Junior and Senior year: bad things happened. I'm not going to say more about those things other than, because of them, I started to really fall apart. I had lived my entire life in a safe, stable environment until my junior year of college. That I hit all those good-Christian steps in high school, I attributed to me. I had value as a person because I was level headed. My identity was wrapped up in being independent, supportive of other people, an accomplished student, and a responsible individual. Junior and senior year, the circumstances I had taken for granted my entire life changed. All those things I prided myself in went away.

I went to counseling.

[I have to say, throughout everything, the community at Whitworth (my college) could not have been more supportive. Friends, other students, administrative staff, and faculty cut me a lot of breaks. I don't think a lot of people who go through hard things get that kind of communal backing, and as hard as that time was for me (it was pretty bad), it would have been a lot different, a lot worse, without the help of those people. ]

I told my therapist about how much I was letting myself down. About how crazy I felt. I cried a lot. She told me that, at some point, it had to be enough that I was a child of God.

Her advice didn't help me at the time. What helped me was drugs, by which I mean antidepressants. The advice would help later.

College, Bonus Lap

I went to an extra semester of college, and, halfway through, I was able to go off the antidepressants. What I had was a circumstance-based serotonin depletion that about six-months worth of some sweet pill was able to fix. My experience of life got a lot better.

Mitch and some of my Theology-major-y friends talked about God stuff all through college. They threw around some ideas like, "It's God that matters, not us or our relationship with him" and "It's more important what happens now than what happens after we die".

One of these friends happened to be a guy, Lee, I grew up with in church and who also traveled halfway across the country in order to go to college at Whitworth. He died, suddenly, of an enlarged heart during my bonus year in college. (I wrote a thing and a thing about that several years ago.) His funeral was what you'd expect for a young person, packed and extra sad.
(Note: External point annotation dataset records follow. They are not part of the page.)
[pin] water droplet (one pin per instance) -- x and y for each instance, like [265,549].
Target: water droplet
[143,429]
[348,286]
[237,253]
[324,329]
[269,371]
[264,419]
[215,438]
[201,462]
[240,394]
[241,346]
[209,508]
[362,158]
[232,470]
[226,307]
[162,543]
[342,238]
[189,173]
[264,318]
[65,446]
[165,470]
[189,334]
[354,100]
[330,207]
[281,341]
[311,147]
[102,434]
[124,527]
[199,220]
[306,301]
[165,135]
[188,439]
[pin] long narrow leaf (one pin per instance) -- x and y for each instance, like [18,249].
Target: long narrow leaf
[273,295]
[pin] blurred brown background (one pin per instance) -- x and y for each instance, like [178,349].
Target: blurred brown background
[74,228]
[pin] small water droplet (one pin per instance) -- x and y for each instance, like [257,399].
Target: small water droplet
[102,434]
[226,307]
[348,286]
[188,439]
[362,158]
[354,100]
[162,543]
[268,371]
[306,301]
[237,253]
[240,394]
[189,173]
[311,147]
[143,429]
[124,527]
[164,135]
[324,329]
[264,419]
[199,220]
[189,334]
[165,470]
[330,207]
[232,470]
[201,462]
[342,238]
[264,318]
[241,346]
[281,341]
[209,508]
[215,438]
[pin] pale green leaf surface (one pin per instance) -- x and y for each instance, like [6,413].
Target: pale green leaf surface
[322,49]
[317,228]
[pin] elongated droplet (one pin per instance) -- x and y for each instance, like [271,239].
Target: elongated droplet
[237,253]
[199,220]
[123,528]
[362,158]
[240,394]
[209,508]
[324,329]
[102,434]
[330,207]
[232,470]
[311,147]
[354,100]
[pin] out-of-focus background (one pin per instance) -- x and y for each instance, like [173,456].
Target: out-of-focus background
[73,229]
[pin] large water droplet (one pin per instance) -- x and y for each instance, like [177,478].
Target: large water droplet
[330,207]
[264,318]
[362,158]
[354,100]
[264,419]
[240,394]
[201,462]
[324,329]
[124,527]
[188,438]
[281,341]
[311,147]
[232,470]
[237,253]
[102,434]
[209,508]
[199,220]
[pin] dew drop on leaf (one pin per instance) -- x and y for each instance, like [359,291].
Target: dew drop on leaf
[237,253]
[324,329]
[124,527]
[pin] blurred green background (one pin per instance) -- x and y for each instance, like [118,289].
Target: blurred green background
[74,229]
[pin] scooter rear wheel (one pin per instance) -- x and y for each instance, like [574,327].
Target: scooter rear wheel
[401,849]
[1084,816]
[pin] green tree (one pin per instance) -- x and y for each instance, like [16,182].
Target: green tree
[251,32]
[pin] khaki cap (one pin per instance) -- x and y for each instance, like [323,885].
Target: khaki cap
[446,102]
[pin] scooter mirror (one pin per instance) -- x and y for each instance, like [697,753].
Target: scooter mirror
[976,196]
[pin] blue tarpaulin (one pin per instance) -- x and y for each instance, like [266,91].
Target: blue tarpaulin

Lee was studying to be a pastor, and the impact of his fledgling people-centered ministry was extolled again and again.

Later

It was because of Lee's funeral - and the latent experience of all these other things - that my faith began to change. I knew, from experience, that I could no longer rely on myself to be a good or stable person. I had seen how my circumstances and my brain chemistry affected my behavior and my ability to function. Plus, my friend had just died, and nobody talked about how many times he went to church or how "good" of a person he was. All anybody seemed to care about was their relationship to him. How much he cared for them and vice versa.

What I Believe

It has to be enough that I am a child of God. I don't have value because of the things I do. (I would do horrible things under some specific set of circumstances.) I have value because God has made me and loves me, even though it makes no sense to me.

There are two kickers to that: 1) not having value because of my own actions extends to the action of asking Jesus into my heart. "Asking Jesus into one's heart" is what, in Protestant Christianity, separates the people who go to hell from the ones who are saved. I no longer think that's how it works. 2) If my value - my entire value - comes out of being a child of God, then everybody is just as valuable as me. God made everybody and loves everybody - from a hell perspective, whoever he chooses is entirely up to him. God makes us eternal. He makes us matter.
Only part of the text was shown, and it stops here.